Si en “Triángulo escaleno” era Sergio Perales el que más se desmarcaba del estilo de sus compañeros con su universo onírico, sus personajes fronterizos entre la vida y la muerte y la abstracción total de símbolos e ideas, en “Dioses comiendo moscas” el papel de nota discordante –que no malsonante– la pone Ernesto. Los relatos de Jorge Biarge navegan entre un océano de cotidianidades llevadas al extremo y ligeros goteos históricos revestidos de humanidad y sentimientos encontrados. En el caso de Sergio Perales también se alternan los escenarios contemporáneos con alguna secuencia sacada del ayer. Contrasta especialmente en su caso el cambio de registro entre su estilo anterior, críptico, difícil, laberíntico, simbólico, con su nueva manera de plasmar las inclinaciones literarias: descripciones generosas, personajes borrachos de nostalgia, constreñidos por la pasión, desenlaces inequívocos y universos mucho más reconocibles para el lector de a pie. Jorge, por su parte, sigue fiel a un estilo único, engalanado, reflexivo, rico en vocablos y de ligera vocación ensayística. ¿Quién dijo que no se podía opinar desde la ficción?
Antes de pasar a desmenuzar cada uno de los cortes de este maravilloso disco narrativo, quiero mostrar mi falta de discernimiento sobre el orden de los mismos. Futurismo al principio, presentismo salteado en medio y ligeros guiños al pasado en el final. La secuencia, sin embargo, no es cronológica. Ahí sobresale “La sed de Ícaro” para desmontar mi teoría temporal invertida. Tampoco podemos acogernos a la autoría: todo Ernesto de primero y Jorge y Sergio alternándose el segundo plato y el postre. Ni la longitud ni la temática aglutinan los cuentos. Si el orden obedece a algún patrón establecido, se escapa a mi razonamiento.
Ah, el prólogo es de Luis López Nieves, prestigioso escritor portorriqueño dos veces ganador del Premio Nacional en su tierra; la portada es de Patricia Calvano y las ilustraciones de Ismael Blasco. Me he tomado la licencia de tomarlas para mi crítica. Si desean más información sobre la obra, pinchen sobre el enlace:
http://www.grupoajec.es/index.php?option=com_sobi2&sobi2Task=sobi2Details&sobi2Id=170&Itemid=
Les dejo con un escáner literario de unos esqueletos de letras muy bien plantados. Sus padres los criaron bien. Si en algún momento se aburren de tanta paraliteratura, abandonen estas líneas y empiecen a comer moscas, se transformarán en dioses.
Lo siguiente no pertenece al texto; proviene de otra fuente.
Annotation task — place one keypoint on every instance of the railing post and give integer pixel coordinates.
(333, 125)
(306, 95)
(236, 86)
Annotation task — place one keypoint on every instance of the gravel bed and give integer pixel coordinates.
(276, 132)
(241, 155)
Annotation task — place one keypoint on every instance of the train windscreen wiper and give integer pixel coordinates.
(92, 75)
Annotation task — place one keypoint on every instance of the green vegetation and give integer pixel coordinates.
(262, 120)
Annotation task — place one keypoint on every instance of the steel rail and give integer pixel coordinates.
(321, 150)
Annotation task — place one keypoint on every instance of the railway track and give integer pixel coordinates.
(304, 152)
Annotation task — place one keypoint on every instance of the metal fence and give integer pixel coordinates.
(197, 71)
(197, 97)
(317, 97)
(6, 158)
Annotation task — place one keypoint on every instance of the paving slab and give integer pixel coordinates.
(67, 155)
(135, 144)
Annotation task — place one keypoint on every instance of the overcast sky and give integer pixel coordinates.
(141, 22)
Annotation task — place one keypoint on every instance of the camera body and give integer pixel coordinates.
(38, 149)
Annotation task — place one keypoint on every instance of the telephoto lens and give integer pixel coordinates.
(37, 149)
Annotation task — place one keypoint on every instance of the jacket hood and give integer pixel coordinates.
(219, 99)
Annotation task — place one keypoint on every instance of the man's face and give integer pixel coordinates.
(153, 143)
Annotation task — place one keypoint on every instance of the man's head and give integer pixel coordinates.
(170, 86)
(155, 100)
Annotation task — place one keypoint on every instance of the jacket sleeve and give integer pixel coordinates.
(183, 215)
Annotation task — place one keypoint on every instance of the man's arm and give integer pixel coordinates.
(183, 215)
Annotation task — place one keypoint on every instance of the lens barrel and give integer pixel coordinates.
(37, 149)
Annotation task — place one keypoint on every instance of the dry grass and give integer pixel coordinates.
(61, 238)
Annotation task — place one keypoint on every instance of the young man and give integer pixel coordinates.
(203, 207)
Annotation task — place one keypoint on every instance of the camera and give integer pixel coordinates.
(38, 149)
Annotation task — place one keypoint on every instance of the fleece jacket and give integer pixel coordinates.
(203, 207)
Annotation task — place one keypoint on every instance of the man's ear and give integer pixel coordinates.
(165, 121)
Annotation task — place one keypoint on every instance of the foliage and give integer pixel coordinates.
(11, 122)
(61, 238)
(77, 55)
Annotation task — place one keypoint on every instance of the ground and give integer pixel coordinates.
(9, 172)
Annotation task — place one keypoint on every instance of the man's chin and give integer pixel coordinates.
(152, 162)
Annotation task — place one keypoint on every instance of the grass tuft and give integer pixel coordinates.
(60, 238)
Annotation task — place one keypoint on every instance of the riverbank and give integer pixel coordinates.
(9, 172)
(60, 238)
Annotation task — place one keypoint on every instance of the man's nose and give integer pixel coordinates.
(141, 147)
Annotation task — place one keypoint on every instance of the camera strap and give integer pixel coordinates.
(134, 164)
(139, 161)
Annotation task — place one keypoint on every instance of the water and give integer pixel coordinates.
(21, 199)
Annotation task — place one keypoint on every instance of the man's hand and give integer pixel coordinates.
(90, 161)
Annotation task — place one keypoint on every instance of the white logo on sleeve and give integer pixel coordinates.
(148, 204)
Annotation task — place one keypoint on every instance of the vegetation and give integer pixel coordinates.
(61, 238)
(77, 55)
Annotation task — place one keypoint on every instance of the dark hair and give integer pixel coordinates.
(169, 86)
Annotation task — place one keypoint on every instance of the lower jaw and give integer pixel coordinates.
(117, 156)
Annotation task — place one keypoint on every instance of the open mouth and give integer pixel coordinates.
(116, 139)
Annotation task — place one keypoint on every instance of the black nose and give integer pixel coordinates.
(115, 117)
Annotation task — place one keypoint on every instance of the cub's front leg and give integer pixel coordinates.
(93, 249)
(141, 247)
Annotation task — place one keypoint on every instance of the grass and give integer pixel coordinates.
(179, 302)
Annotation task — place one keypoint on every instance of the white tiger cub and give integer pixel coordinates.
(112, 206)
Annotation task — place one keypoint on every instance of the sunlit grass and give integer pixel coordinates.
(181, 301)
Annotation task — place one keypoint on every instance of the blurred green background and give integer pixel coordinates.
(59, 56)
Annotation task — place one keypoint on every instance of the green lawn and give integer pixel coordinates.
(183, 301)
Última estrella fugaz, de Ernesto Sierra

Cuidado con lo que deseas. Podría hacerse realidad.
Las personas fantaseamos con lo imposible. Nos gusta imaginar cómo serían las cosas si pudiéramos doblegarlas a nuestro antojo, pintarlas de horrendos colores con trazos anárquicos y rasgar después la chapuza cromática. Así somos los humanos. Caprichosos. Frívolos. Fallidos.
Los personajes del primer relato de Dioses comiendo moscas son seres de esta naturaleza. Viven y tropiezan en su microcosmos futurístico con la misma torpeza que nosotros en la actualidad. Es terrible que la tecnología rellene el mundo de metal y circuitos electrónicos. Una y otros son fríos, inanes, inteligentes pero deshumanizados, perfectos pero vacíos.
En Última estrella fugaz la humanidad se muestra como una secuencia cíclica. Las preocupaciones que nos ahogan desde hace milenios siguen torturando nuestro devenir con las mismas posibilidades, pero con más recursos. Ernesto Sierra nos demuestra que la ciencia ficción, el progreso y los neones, sin cordura ni sensatez, son poco menos que pistolas cargadas en manos de niños de gatillo fácil. Pero no dejen que lo profundo de la moraleja les aparte de la belleza descriptiva del cuento. Imaginar un futuro próximo y pintarlo de palabras es un ejercicio de gran plasticidad. ¿Quién necesita pincel teniendo tan colorido repertorio? Para dibujar no siempre hace falta una paleta de ricas texturas.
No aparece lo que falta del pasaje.